Is there a way to do this in the sqlContext.sql or I have to run a map function to the result and then turn it back to RDD..
I tried to do the do the item in one statement and I got this error:
val old_rdd : RDD[Test] = sqlContext.sql("SELECT col, col2, col3,col4 FROM testtable").collect.map(t => (t(0) : String ,dateFormat.parse(dateFormat.format(1)),t(2) : String, t(3) : Double))
The issue I am having is the assignment does not result on RDD[Test] where Test is a class defined
The error is saying that the map command is coming out as an Array Class and not an RDD Class
found : Array[edu.model.Test]
[error] required: org.apache.spark.rdd.RDD[edu.model.Test]
Lets say you have a case class like this:
case class Test(
ID: String, order_date: java.sql.Date, Name: String, value: Double)

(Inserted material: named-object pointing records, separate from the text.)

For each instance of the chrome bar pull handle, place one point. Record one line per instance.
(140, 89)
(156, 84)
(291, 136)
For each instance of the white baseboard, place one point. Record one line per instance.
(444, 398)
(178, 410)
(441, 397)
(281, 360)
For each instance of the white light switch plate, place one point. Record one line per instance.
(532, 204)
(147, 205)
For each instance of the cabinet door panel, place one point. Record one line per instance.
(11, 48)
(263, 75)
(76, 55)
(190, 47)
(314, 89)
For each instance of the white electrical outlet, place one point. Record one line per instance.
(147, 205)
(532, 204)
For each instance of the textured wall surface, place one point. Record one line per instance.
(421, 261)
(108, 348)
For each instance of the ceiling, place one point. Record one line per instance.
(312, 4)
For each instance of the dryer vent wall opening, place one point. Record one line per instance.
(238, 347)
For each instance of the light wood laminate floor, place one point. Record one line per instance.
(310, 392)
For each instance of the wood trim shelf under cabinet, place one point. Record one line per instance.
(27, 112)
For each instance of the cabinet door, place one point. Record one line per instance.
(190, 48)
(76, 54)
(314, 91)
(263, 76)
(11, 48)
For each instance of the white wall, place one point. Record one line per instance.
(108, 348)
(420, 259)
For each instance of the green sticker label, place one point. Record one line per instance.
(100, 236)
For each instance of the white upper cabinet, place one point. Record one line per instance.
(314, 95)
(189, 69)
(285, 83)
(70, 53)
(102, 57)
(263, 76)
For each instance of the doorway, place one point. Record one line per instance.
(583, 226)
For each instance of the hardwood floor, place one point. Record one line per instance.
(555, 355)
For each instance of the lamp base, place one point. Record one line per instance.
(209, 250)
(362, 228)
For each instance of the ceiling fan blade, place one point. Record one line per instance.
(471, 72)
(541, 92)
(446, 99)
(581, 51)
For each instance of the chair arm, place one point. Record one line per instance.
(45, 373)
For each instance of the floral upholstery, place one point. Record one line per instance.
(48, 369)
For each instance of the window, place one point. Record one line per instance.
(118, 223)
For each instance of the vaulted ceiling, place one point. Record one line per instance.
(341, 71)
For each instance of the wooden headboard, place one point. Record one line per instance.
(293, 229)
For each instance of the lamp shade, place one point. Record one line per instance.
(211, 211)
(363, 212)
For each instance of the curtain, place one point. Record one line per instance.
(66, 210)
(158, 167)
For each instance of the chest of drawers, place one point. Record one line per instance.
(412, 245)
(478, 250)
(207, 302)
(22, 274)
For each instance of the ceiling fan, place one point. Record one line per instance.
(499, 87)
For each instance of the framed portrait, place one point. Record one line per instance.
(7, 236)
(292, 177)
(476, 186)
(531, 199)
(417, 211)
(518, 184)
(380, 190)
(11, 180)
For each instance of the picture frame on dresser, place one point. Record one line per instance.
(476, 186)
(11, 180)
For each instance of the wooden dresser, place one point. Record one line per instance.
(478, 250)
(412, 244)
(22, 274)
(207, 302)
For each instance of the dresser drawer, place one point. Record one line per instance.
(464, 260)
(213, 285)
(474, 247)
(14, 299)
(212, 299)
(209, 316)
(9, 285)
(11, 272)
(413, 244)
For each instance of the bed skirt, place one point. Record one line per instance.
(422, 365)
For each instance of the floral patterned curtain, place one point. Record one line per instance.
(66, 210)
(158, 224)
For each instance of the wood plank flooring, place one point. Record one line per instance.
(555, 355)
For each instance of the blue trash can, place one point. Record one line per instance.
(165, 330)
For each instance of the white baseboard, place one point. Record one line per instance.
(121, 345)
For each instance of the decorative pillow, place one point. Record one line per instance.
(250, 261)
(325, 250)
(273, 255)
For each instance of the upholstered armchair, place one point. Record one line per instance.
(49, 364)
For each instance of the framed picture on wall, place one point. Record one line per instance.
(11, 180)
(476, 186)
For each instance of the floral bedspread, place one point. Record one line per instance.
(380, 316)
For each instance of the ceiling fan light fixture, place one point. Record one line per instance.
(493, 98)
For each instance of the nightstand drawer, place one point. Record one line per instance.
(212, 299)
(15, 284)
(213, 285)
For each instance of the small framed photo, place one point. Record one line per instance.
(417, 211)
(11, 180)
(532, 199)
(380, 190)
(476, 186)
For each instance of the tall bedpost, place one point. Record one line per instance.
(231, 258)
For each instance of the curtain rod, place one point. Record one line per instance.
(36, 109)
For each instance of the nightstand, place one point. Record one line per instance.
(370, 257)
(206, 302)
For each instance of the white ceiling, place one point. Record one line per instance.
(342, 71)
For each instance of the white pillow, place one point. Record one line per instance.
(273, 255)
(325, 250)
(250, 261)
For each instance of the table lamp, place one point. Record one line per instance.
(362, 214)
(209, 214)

Since you load your data with csvFile with default parameters it doesn't perform any schema inference and your data is stored as plain strings. Lets assume that there are no other fields:
val df = sc.parallelize(
("ORD1", "2016-01-02", "foo", "2.23") ::
("ORD2", "2016-07-03", "bar", "9.99") :: Nil
).toDF("col1", "col2", "col3", "col4")
Your attempt to use map is wrong for more than one reason:
function you use annotates individual values with incorrect types. Not only Row.apply is of type Int => Any but also your data table contains shouldn't contain any Double values
since you collect (which doesn't makes sense here) you fetch all data to the driver and result is local Array not RDD
finally, if all previous issues were resolved, (String, Date, String, Double) is clearly not a Test
One way to handle this:
import org.apache.spark.sql.Row
import org.apache.spark.rdd.RDD
val casted = df.select(
$"col1".alias("ID"),
$"col2".cast("date").alias("order_date"),
$"col3".alias("name"),
$"col4".cast("double").alias("value")
)
val tests: RDD[Test] = casted.map {
case Row(id: String, date: java.sql.Date, name: String, value: Double) =>
Test(id, date, name, value)
}
You can also try to use new Dataset API but it is far from stable:
casted.as[Test].rdd